Clavícula (2017) se sitúa en un espacio de clasificación difícil. No responde a una estructura narrativa tradicional ni se presenta como un ensayo en sentido estricto. El texto parte de una experiencia corporal concreta y la utiliza como punto de observación.
En la obra de Marta Sanz, el cuerpo no es solo biología. También es una forma de interpretar el contexto.
Marta Sanz nació en Madrid en 1967. Es doctora en filología, novelista, ensayista y poeta.
Su trayectoria incluye títulos como Animales domésticos (2003), Susana y los viejos (2006), Black, black, black (2010), Farándula (2015) y Clavícula (2017).

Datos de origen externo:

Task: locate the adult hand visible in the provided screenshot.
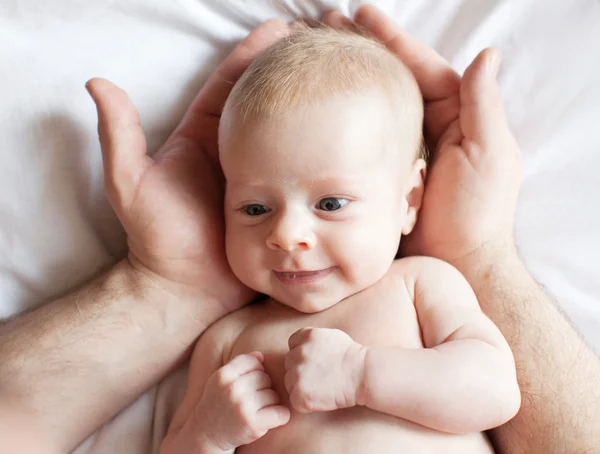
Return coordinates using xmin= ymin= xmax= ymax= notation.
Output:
xmin=325 ymin=6 xmax=522 ymax=267
xmin=86 ymin=20 xmax=289 ymax=311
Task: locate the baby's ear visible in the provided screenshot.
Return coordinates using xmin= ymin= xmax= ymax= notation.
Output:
xmin=401 ymin=159 xmax=427 ymax=235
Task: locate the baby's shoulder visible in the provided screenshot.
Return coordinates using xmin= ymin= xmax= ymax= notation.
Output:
xmin=199 ymin=298 xmax=270 ymax=353
xmin=387 ymin=256 xmax=463 ymax=296
xmin=388 ymin=255 xmax=455 ymax=277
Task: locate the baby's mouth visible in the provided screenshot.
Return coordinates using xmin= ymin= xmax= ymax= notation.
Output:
xmin=274 ymin=267 xmax=336 ymax=285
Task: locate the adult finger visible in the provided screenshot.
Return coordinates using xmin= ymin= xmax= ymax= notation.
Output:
xmin=256 ymin=405 xmax=291 ymax=430
xmin=86 ymin=78 xmax=153 ymax=210
xmin=322 ymin=10 xmax=363 ymax=34
xmin=459 ymin=48 xmax=512 ymax=151
xmin=322 ymin=10 xmax=353 ymax=29
xmin=218 ymin=352 xmax=264 ymax=384
xmin=171 ymin=18 xmax=290 ymax=158
xmin=354 ymin=4 xmax=460 ymax=101
xmin=424 ymin=93 xmax=460 ymax=146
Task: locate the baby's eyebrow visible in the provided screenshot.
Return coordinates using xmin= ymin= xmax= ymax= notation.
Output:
xmin=226 ymin=174 xmax=368 ymax=193
xmin=307 ymin=175 xmax=367 ymax=188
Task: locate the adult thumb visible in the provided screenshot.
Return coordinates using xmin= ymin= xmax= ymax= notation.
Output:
xmin=459 ymin=48 xmax=511 ymax=151
xmin=85 ymin=78 xmax=152 ymax=211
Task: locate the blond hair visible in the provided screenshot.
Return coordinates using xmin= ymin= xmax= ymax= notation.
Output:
xmin=225 ymin=26 xmax=427 ymax=161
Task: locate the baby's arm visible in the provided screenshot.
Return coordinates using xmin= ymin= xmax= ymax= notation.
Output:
xmin=357 ymin=256 xmax=521 ymax=433
xmin=160 ymin=321 xmax=289 ymax=454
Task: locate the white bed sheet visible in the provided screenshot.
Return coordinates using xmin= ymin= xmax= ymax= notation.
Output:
xmin=1 ymin=0 xmax=599 ymax=452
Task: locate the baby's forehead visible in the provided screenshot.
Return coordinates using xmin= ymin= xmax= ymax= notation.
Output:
xmin=219 ymin=27 xmax=426 ymax=168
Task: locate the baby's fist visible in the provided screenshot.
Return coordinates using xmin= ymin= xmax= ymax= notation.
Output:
xmin=196 ymin=352 xmax=290 ymax=451
xmin=284 ymin=328 xmax=366 ymax=413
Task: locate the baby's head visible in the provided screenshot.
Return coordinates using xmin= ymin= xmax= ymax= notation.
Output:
xmin=219 ymin=27 xmax=426 ymax=313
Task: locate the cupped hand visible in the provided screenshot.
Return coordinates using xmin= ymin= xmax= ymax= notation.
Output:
xmin=85 ymin=20 xmax=289 ymax=311
xmin=325 ymin=6 xmax=522 ymax=268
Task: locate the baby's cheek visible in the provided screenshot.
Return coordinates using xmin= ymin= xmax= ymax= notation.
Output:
xmin=341 ymin=222 xmax=397 ymax=287
xmin=227 ymin=234 xmax=265 ymax=290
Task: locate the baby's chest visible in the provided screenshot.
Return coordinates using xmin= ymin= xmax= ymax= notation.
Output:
xmin=229 ymin=270 xmax=423 ymax=399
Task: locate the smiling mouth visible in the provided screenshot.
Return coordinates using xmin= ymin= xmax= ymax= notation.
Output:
xmin=274 ymin=267 xmax=336 ymax=285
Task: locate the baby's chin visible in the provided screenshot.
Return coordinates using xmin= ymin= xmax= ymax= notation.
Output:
xmin=271 ymin=290 xmax=343 ymax=314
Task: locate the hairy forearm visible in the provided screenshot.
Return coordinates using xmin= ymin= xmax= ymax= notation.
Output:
xmin=357 ymin=340 xmax=518 ymax=433
xmin=457 ymin=248 xmax=600 ymax=453
xmin=161 ymin=416 xmax=229 ymax=454
xmin=0 ymin=259 xmax=227 ymax=453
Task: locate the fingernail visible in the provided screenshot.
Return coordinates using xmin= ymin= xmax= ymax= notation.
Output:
xmin=488 ymin=50 xmax=502 ymax=79
xmin=337 ymin=14 xmax=354 ymax=28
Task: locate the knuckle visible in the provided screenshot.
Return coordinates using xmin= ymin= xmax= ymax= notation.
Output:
xmin=215 ymin=369 xmax=231 ymax=387
xmin=296 ymin=346 xmax=309 ymax=362
xmin=238 ymin=400 xmax=256 ymax=423
xmin=259 ymin=371 xmax=272 ymax=387
xmin=245 ymin=425 xmax=264 ymax=441
xmin=227 ymin=382 xmax=245 ymax=403
xmin=292 ymin=391 xmax=313 ymax=412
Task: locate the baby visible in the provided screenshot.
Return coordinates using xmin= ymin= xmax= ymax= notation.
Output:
xmin=161 ymin=27 xmax=520 ymax=453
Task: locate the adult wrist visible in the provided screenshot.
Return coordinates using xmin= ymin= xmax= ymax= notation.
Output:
xmin=450 ymin=239 xmax=522 ymax=289
xmin=449 ymin=239 xmax=533 ymax=324
xmin=163 ymin=419 xmax=225 ymax=454
xmin=118 ymin=257 xmax=230 ymax=338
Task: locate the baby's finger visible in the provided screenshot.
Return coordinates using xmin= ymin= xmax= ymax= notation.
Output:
xmin=288 ymin=327 xmax=314 ymax=350
xmin=218 ymin=352 xmax=264 ymax=384
xmin=236 ymin=370 xmax=273 ymax=391
xmin=283 ymin=369 xmax=298 ymax=395
xmin=289 ymin=389 xmax=313 ymax=414
xmin=256 ymin=405 xmax=291 ymax=430
xmin=284 ymin=347 xmax=305 ymax=372
xmin=255 ymin=389 xmax=282 ymax=409
xmin=247 ymin=351 xmax=264 ymax=362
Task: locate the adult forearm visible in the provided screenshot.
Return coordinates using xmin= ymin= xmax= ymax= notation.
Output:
xmin=457 ymin=248 xmax=600 ymax=453
xmin=0 ymin=259 xmax=226 ymax=453
xmin=160 ymin=415 xmax=230 ymax=454
xmin=358 ymin=341 xmax=518 ymax=433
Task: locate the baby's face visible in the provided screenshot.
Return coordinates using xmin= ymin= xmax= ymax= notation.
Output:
xmin=220 ymin=91 xmax=419 ymax=313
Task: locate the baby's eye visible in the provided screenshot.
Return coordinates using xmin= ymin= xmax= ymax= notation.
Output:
xmin=242 ymin=204 xmax=271 ymax=216
xmin=317 ymin=197 xmax=348 ymax=212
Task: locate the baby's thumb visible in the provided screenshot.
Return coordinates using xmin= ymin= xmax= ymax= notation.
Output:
xmin=459 ymin=48 xmax=511 ymax=149
xmin=248 ymin=351 xmax=265 ymax=362
xmin=258 ymin=405 xmax=291 ymax=429
xmin=85 ymin=78 xmax=152 ymax=212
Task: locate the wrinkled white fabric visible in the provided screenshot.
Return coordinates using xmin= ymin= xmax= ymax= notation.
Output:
xmin=1 ymin=1 xmax=599 ymax=452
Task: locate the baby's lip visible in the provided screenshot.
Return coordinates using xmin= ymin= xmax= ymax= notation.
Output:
xmin=273 ymin=267 xmax=336 ymax=285
xmin=275 ymin=269 xmax=321 ymax=274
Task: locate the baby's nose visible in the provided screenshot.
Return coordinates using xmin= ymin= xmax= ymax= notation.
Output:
xmin=266 ymin=211 xmax=316 ymax=251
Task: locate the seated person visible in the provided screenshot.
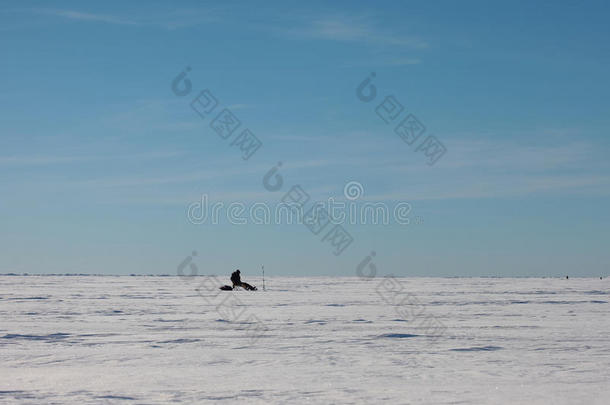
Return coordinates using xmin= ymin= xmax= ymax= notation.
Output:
xmin=230 ymin=269 xmax=256 ymax=290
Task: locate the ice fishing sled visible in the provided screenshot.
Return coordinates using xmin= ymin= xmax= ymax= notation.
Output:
xmin=219 ymin=283 xmax=257 ymax=291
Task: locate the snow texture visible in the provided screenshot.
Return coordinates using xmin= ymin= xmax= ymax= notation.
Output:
xmin=1 ymin=276 xmax=609 ymax=404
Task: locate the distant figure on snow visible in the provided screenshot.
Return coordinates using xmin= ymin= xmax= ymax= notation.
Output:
xmin=231 ymin=269 xmax=257 ymax=291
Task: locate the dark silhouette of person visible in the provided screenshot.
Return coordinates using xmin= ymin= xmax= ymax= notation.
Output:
xmin=231 ymin=270 xmax=242 ymax=288
xmin=230 ymin=269 xmax=257 ymax=290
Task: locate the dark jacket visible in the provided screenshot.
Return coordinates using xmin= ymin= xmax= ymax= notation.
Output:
xmin=231 ymin=271 xmax=241 ymax=285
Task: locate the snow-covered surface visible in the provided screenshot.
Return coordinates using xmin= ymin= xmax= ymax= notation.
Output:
xmin=1 ymin=276 xmax=609 ymax=404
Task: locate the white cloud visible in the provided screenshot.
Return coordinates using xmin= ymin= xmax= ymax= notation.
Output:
xmin=282 ymin=16 xmax=428 ymax=48
xmin=27 ymin=8 xmax=221 ymax=29
xmin=38 ymin=9 xmax=139 ymax=25
xmin=361 ymin=138 xmax=610 ymax=200
xmin=0 ymin=151 xmax=185 ymax=166
xmin=383 ymin=57 xmax=421 ymax=66
xmin=366 ymin=174 xmax=610 ymax=201
xmin=226 ymin=104 xmax=251 ymax=111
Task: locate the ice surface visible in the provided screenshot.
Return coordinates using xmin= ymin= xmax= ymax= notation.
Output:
xmin=1 ymin=276 xmax=609 ymax=404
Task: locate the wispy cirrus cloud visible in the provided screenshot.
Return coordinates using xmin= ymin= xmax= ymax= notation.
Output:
xmin=23 ymin=8 xmax=221 ymax=29
xmin=281 ymin=16 xmax=428 ymax=49
xmin=382 ymin=57 xmax=421 ymax=66
xmin=0 ymin=150 xmax=185 ymax=166
xmin=35 ymin=9 xmax=139 ymax=25
xmin=366 ymin=173 xmax=610 ymax=202
xmin=361 ymin=137 xmax=610 ymax=200
xmin=226 ymin=104 xmax=251 ymax=111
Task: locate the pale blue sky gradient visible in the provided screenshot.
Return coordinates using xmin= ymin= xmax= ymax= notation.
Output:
xmin=1 ymin=0 xmax=609 ymax=276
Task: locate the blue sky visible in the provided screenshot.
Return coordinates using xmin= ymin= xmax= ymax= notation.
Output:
xmin=1 ymin=0 xmax=609 ymax=277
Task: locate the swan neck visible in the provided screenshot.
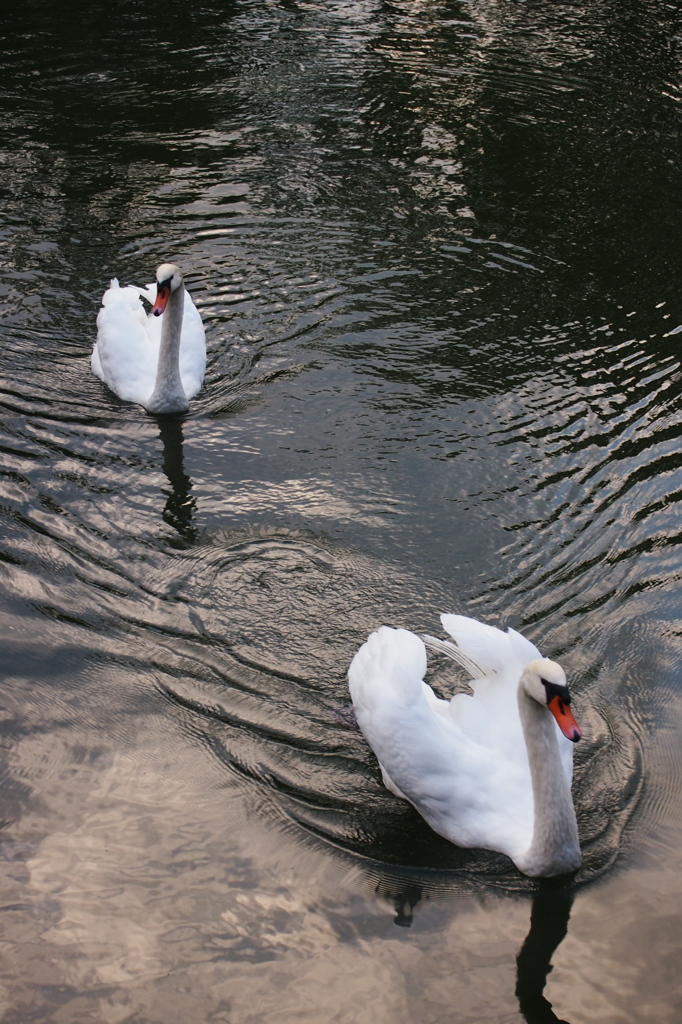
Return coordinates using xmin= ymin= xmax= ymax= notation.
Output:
xmin=517 ymin=683 xmax=581 ymax=877
xmin=147 ymin=283 xmax=188 ymax=414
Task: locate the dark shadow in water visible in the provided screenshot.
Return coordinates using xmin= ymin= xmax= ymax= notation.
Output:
xmin=515 ymin=887 xmax=575 ymax=1024
xmin=157 ymin=416 xmax=197 ymax=546
xmin=379 ymin=878 xmax=574 ymax=1019
xmin=390 ymin=883 xmax=423 ymax=928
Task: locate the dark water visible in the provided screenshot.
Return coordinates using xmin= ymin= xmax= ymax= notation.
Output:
xmin=1 ymin=1 xmax=682 ymax=1020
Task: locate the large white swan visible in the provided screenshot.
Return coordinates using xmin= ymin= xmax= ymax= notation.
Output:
xmin=92 ymin=263 xmax=206 ymax=414
xmin=348 ymin=614 xmax=582 ymax=877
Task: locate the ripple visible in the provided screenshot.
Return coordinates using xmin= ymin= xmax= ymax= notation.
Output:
xmin=1 ymin=2 xmax=682 ymax=1016
xmin=154 ymin=627 xmax=643 ymax=894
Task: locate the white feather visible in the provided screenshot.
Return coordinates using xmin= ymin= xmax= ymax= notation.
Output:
xmin=348 ymin=615 xmax=581 ymax=875
xmin=91 ymin=268 xmax=206 ymax=412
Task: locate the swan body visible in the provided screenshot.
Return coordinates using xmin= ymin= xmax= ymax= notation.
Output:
xmin=348 ymin=614 xmax=582 ymax=877
xmin=92 ymin=263 xmax=206 ymax=414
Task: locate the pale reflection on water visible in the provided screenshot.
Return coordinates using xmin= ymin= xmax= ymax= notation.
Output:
xmin=5 ymin=705 xmax=680 ymax=1024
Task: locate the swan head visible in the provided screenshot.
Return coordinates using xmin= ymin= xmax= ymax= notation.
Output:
xmin=521 ymin=659 xmax=582 ymax=743
xmin=151 ymin=263 xmax=184 ymax=316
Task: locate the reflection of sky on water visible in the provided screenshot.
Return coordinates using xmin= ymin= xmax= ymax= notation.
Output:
xmin=7 ymin=705 xmax=680 ymax=1024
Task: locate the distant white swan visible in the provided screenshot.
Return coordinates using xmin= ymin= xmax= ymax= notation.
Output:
xmin=348 ymin=614 xmax=582 ymax=877
xmin=92 ymin=263 xmax=206 ymax=414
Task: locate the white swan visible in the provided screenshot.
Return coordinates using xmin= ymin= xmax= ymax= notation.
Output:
xmin=92 ymin=263 xmax=206 ymax=414
xmin=348 ymin=614 xmax=582 ymax=877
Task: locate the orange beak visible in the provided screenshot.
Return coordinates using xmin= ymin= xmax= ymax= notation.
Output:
xmin=151 ymin=281 xmax=171 ymax=317
xmin=548 ymin=695 xmax=582 ymax=743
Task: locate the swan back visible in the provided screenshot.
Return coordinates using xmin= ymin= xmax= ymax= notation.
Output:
xmin=349 ymin=626 xmax=537 ymax=863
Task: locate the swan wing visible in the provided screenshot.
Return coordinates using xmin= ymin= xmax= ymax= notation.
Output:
xmin=506 ymin=625 xmax=544 ymax=667
xmin=348 ymin=627 xmax=534 ymax=861
xmin=436 ymin=614 xmax=577 ymax=778
xmin=440 ymin=614 xmax=541 ymax=678
xmin=131 ymin=282 xmax=157 ymax=306
xmin=93 ymin=280 xmax=159 ymax=406
xmin=413 ymin=643 xmax=492 ymax=744
xmin=436 ymin=615 xmax=528 ymax=744
xmin=178 ymin=290 xmax=206 ymax=399
xmin=91 ymin=338 xmax=104 ymax=379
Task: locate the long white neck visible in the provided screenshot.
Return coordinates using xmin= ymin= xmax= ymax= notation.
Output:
xmin=515 ymin=687 xmax=581 ymax=877
xmin=146 ymin=283 xmax=188 ymax=414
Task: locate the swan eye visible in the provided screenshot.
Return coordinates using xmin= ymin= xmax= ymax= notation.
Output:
xmin=540 ymin=678 xmax=571 ymax=706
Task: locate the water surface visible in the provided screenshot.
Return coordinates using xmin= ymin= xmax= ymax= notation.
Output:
xmin=2 ymin=1 xmax=682 ymax=1021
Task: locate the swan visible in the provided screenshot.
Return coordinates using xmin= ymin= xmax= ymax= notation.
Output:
xmin=92 ymin=263 xmax=206 ymax=414
xmin=348 ymin=614 xmax=582 ymax=877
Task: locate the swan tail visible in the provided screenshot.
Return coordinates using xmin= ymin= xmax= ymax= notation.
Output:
xmin=99 ymin=278 xmax=121 ymax=307
xmin=348 ymin=627 xmax=427 ymax=713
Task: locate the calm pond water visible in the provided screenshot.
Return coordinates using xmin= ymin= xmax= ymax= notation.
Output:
xmin=1 ymin=0 xmax=682 ymax=1021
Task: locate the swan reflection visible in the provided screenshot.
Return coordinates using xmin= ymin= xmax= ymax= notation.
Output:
xmin=382 ymin=881 xmax=574 ymax=1022
xmin=516 ymin=888 xmax=574 ymax=1024
xmin=157 ymin=416 xmax=197 ymax=545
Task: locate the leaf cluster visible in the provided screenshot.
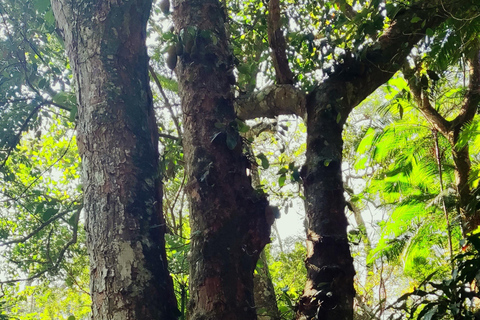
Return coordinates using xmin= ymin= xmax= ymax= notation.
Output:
xmin=388 ymin=233 xmax=480 ymax=320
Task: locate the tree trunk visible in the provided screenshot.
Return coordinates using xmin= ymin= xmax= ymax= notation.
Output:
xmin=51 ymin=1 xmax=178 ymax=319
xmin=254 ymin=251 xmax=282 ymax=320
xmin=451 ymin=49 xmax=480 ymax=233
xmin=297 ymin=98 xmax=355 ymax=320
xmin=293 ymin=5 xmax=454 ymax=319
xmin=172 ymin=1 xmax=272 ymax=319
xmin=451 ymin=142 xmax=477 ymax=233
xmin=246 ymin=127 xmax=282 ymax=320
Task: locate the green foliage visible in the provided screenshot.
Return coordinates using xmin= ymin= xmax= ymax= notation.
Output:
xmin=352 ymin=62 xmax=480 ymax=280
xmin=166 ymin=233 xmax=190 ymax=320
xmin=388 ymin=233 xmax=480 ymax=320
xmin=0 ymin=0 xmax=73 ymax=164
xmin=0 ymin=114 xmax=83 ymax=280
xmin=356 ymin=117 xmax=458 ymax=276
xmin=5 ymin=280 xmax=90 ymax=320
xmin=268 ymin=241 xmax=307 ymax=319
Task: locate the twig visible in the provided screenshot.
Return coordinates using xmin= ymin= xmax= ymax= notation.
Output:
xmin=0 ymin=206 xmax=81 ymax=284
xmin=149 ymin=65 xmax=183 ymax=139
xmin=0 ymin=205 xmax=81 ymax=247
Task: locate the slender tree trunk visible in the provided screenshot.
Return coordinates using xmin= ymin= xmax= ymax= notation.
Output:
xmin=51 ymin=1 xmax=178 ymax=319
xmin=247 ymin=137 xmax=281 ymax=320
xmin=254 ymin=251 xmax=282 ymax=320
xmin=172 ymin=1 xmax=272 ymax=319
xmin=451 ymin=142 xmax=477 ymax=232
xmin=454 ymin=49 xmax=480 ymax=234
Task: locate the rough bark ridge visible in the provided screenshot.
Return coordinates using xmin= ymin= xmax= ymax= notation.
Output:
xmin=51 ymin=1 xmax=178 ymax=319
xmin=172 ymin=1 xmax=272 ymax=319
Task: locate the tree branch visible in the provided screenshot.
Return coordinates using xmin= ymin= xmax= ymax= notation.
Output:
xmin=267 ymin=0 xmax=294 ymax=84
xmin=0 ymin=205 xmax=81 ymax=247
xmin=158 ymin=133 xmax=180 ymax=141
xmin=149 ymin=65 xmax=183 ymax=139
xmin=234 ymin=84 xmax=305 ymax=120
xmin=0 ymin=206 xmax=81 ymax=284
xmin=451 ymin=46 xmax=480 ymax=130
xmin=0 ymin=102 xmax=44 ymax=169
xmin=309 ymin=1 xmax=455 ymax=117
xmin=403 ymin=66 xmax=451 ymax=135
xmin=404 ymin=45 xmax=480 ymax=137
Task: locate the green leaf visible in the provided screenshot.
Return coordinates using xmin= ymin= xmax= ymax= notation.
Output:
xmin=68 ymin=211 xmax=79 ymax=227
xmin=226 ymin=132 xmax=238 ymax=150
xmin=257 ymin=153 xmax=269 ymax=169
xmin=34 ymin=0 xmax=50 ymax=12
xmin=410 ymin=16 xmax=422 ymax=24
xmin=44 ymin=10 xmax=55 ymax=25
xmin=42 ymin=208 xmax=59 ymax=221
xmin=356 ymin=127 xmax=376 ymax=155
xmin=291 ymin=169 xmax=300 ymax=182
xmin=69 ymin=105 xmax=78 ymax=122
xmin=53 ymin=91 xmax=69 ymax=104
xmin=67 ymin=316 xmax=76 ymax=320
xmin=277 ymin=167 xmax=288 ymax=174
xmin=278 ymin=174 xmax=286 ymax=187
xmin=35 ymin=202 xmax=45 ymax=214
xmin=236 ymin=119 xmax=250 ymax=133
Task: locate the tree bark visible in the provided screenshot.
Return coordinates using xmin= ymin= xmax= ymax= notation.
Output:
xmin=297 ymin=95 xmax=355 ymax=320
xmin=172 ymin=1 xmax=272 ymax=319
xmin=51 ymin=1 xmax=178 ymax=319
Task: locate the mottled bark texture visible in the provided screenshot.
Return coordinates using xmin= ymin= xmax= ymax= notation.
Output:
xmin=172 ymin=1 xmax=272 ymax=319
xmin=51 ymin=1 xmax=178 ymax=319
xmin=405 ymin=46 xmax=480 ymax=234
xmin=235 ymin=84 xmax=306 ymax=121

Su obra se caracteriza por una conciencia crítica del propio acto de escribir.
En Clavícula, la autora aborda un dolor físico persistente que no logra un diagnóstico claro. A partir de esa experiencia, desarrolla una reflexión sobre la precariedad laboral, el género, el envejecimiento y las condiciones de vida contemporáneas.
El cuerpo aparece como un espacio en el que se inscriben las tensiones sociales.
Uno de los aspectos más relevantes del texto es su rechazo a separar lo individual de lo estructural. La enfermedad no se presenta como un hecho aislado. Se vincula con los ritmos de trabajo, la inseguridad económica y las expectativas sociales. Ese cruce amplía el alcance del relato.
Sanz recibió el Premio Herralde de Novela en 2015 por Farándula, una obra que analiza el mundo del espectáculo y sus dinámicas de precariedad. Su producción ensayística y narrativa ha sido reconocida por su capacidad de integrar la reflexión crítica en la ficción sin perder claridad.
El aporte de Clavícula no consiste en ofrecer respuestas, sino en modificar la forma en que se percibe la experiencia corporal. Introduce una pregunta sobre las condiciones que hacen posible o imposible el bienestar.Leer a Marta Sanz hoy implica reconocer que el cuerpo no es un espacio neutro.
Es un lugar donde se reflejan las condiciones materiales de vida. Y que la literatura puede servir para hacer visible esa relación.